Ces derniers éléments rendent encore plus mince la barrière qui existerait entre ce qu’on désigne encore souvent comme la « communication animale» et le « langage humain ». Ajoutons, en terminant, la synthèse plus récente de Dalila Bovet sur la communication animale reprenant les principaux points cités ici, mais également pour le regard porté sur les communications extraspécifiques qui apparaissent comme plus fréquents et complexes qu’on ne l’avait perçue auparavant. Ce point présente une similarité avec la question envisagée plus haut de la communication des humains avec les animaux. Sur ces questions, Stéphane Robert et Georges Chapouthier ont utilisé la métaphore de la mosaïque, cette explication permet de concilier aussi ou de réconcilier dans une vision plus continue ce qu’on appelle la « communication » animale et le « langage » humain.

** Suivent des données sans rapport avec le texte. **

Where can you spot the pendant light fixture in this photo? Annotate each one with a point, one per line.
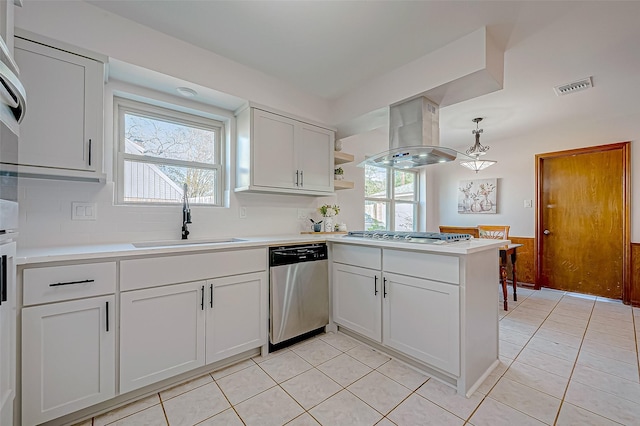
(475, 151)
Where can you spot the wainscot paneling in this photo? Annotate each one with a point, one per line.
(635, 274)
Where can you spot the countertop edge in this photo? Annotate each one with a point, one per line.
(35, 256)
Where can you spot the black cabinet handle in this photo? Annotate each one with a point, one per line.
(3, 279)
(71, 282)
(202, 299)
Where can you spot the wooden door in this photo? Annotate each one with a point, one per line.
(68, 357)
(583, 220)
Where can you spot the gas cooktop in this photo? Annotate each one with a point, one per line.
(411, 237)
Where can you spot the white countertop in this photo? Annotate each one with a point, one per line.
(119, 250)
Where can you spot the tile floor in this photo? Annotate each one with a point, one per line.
(566, 359)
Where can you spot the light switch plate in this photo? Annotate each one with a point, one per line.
(84, 211)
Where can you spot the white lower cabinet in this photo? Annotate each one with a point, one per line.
(236, 320)
(416, 316)
(422, 319)
(165, 331)
(161, 333)
(356, 299)
(68, 357)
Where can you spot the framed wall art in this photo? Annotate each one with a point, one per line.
(478, 196)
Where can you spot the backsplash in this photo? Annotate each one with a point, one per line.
(45, 216)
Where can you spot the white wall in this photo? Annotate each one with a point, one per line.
(515, 172)
(45, 206)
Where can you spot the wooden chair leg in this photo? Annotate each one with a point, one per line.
(503, 280)
(515, 280)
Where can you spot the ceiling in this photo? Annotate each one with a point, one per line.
(329, 48)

6. Des particularités animales intéressantes
6.1. La variation langagière et la barrière spécifique chez les animaux ?
Un dernier point mérite notre attention. Et nous en revenons ainsi au collègue spécialiste des poissons dont il fut question en débutant. Celui-ci évoqua devant moi certaines de ses recherches à partir desquelles il fallait supposer chez les poissons étudiés ce que certains ont appelé à propos d’espèces d’oiseaux des « dialects » et ce qu’on pourrait sans doute dans certains cas appeler des « langues différentes ». On a constaté, en effet, que ces poissons, dont j’ignore le nom, communiquaient entre eux à l’aide de ce que j’appellerai ici et provisoirement un « langage ». Mais que celui-ci se révélait être propre à certains biotopes. Car des individus de la même espèce, mais provenant d’une autre région, ne se comprenaient pas avec ceux de leur milieu d’accueil.
Dans certains cas, notamment chez des espèces d’oiseaux, il était possible à ces derniers, tout comme à des poissons dans une situation identique, d’acquérir la « langue » de la communauté d’accueil. On peut dès lors supposer que la « langue » est la même et qu’il s’agit de différences qu’on pourrait appeler dialectales. Dans d’autres situations par contre, les « migrants », oiseaux ou poissons, se révèlent incapables d’apprendre cette seconde « langue ». Si on poursuivait l’analogie avec les langages humains, on pourrait alors penser que ces animaux ne sont pas « doués » pour l’étude des langues ou même qu’ils sont de mauvaise volonté. Ces considérations seraient vraisemblablement taxées d’anthropomorphisme et d’anthropocentrisme…
6.2. La définition d’une « espèce »
Le collègue zoologue m’a pourtant apporté de nouveaux éléments de compréhension, mais également d’étonnement. Cependant à ce jour, et depuis plus d’un mois que j’ai fait la rencontre de ce collègue, je n’ai pu trouver confirmation de ce point. Comme ce zoologue m’expliquait qu’il avait constaté qu’à l’intérieur d’une même espèce reconnue il arrivait que des groupes de poissons apparemment identiques, mais de provenances géographiques distinctes, ne se « comprenaient » pas ; comme il semblait également qu’ils ne puissant « apprendre » les langages les uns des autres et donc devenir, au moins pour certains, « bilingues » – ce qui serait pourtant possible pour d’autres espèces animales – ce spécialiste en avait conclu, probablement avec d’autres spécialistes du même domaine, qu’en fait il s’agissait d’espèces différentes.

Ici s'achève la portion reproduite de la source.